A model of Na-K exchange during nerve excitation

Abstract

A system of nonlinear equations in the ionic charge densities is derived from the conservation laws of charge and momentum and Poisson's equation for the electrostatic potential. It has been shown previously that a similar set of equations in the chemical potentials has oscillatory solutions with amplitudes and frequencies of the same order of magnitude as those determined from the neural membrane. It is proposed that the action potential is a nonlinear oscillation in the electric potential associated with an increase in the number density of K ions and a corresponding decrease in the Na density within the membrane channels and external Debye layer. However, the large amplitude of this mode requires an initial asymmetry between the fluctuations in the K and Na densities, and this may develop in the presence of Ca at the membrane surface.
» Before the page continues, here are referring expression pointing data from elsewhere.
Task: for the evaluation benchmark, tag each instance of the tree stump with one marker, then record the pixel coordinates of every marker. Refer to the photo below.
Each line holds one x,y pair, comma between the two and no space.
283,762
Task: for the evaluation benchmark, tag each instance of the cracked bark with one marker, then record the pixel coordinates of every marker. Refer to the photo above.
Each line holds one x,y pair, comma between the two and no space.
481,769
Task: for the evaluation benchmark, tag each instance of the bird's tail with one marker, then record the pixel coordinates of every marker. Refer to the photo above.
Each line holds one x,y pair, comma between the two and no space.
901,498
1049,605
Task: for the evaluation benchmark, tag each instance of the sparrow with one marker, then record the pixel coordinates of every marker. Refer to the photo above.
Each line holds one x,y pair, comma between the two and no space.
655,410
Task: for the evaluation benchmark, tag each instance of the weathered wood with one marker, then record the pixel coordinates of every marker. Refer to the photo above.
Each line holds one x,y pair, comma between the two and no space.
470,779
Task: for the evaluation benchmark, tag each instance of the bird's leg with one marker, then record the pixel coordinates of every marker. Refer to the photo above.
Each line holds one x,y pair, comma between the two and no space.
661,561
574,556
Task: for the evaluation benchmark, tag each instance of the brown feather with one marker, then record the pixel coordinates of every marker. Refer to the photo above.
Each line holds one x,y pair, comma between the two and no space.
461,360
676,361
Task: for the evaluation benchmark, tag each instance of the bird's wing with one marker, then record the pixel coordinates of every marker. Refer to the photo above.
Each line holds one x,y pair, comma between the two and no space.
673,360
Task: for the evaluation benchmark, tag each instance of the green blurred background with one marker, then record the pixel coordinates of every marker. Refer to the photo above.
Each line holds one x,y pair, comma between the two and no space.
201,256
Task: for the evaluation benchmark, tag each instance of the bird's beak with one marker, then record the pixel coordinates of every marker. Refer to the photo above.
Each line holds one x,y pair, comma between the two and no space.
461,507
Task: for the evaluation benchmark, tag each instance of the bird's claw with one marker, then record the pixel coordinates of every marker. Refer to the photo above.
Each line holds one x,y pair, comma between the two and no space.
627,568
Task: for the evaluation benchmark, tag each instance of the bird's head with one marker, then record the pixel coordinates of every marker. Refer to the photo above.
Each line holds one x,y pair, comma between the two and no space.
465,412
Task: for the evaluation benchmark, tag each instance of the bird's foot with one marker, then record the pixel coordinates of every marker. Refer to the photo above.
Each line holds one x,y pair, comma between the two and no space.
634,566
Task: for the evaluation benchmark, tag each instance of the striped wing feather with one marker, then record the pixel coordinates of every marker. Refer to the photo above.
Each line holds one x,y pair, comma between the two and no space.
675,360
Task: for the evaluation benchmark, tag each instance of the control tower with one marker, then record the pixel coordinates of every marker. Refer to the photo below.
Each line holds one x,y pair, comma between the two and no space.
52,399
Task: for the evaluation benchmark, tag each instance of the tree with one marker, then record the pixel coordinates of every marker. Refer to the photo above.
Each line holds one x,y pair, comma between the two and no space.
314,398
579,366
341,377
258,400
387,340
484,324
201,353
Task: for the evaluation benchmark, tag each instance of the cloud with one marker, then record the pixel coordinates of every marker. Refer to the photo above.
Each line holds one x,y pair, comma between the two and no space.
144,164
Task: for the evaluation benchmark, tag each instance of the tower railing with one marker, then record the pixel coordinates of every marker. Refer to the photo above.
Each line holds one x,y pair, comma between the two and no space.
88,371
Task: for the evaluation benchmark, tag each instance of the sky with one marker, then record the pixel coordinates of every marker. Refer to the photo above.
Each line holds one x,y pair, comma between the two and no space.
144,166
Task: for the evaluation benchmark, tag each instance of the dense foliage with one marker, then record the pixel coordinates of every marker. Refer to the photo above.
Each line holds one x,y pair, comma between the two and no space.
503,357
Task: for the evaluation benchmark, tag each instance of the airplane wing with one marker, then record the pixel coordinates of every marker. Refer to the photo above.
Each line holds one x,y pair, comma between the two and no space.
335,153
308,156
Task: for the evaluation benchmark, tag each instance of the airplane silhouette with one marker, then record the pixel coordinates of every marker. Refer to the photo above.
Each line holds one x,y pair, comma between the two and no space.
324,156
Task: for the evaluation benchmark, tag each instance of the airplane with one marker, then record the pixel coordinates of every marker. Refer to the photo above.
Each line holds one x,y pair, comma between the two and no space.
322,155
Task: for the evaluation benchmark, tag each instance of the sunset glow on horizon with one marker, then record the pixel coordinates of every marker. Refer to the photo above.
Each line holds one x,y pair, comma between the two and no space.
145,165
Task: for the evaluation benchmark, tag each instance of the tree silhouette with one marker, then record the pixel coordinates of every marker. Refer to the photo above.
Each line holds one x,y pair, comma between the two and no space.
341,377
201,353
The model can account for the existence of a threshold potential, the dependence of the amplitude of the action potential on log([Na]ext), and the oppositely directed currents of Na and K. The transient inward current or “early channel” may be identified with the external K-Na mode, whereas the delayed K current or “late channel” is associated with an increase in the K charge density at the external surface of the membrane. When the nonlinear diffusion equations are expressed in terms of the relative charge densities of K and Na, they have a form which is equivalent to the Hodgkin-Huxley equations in the activation variables n and m.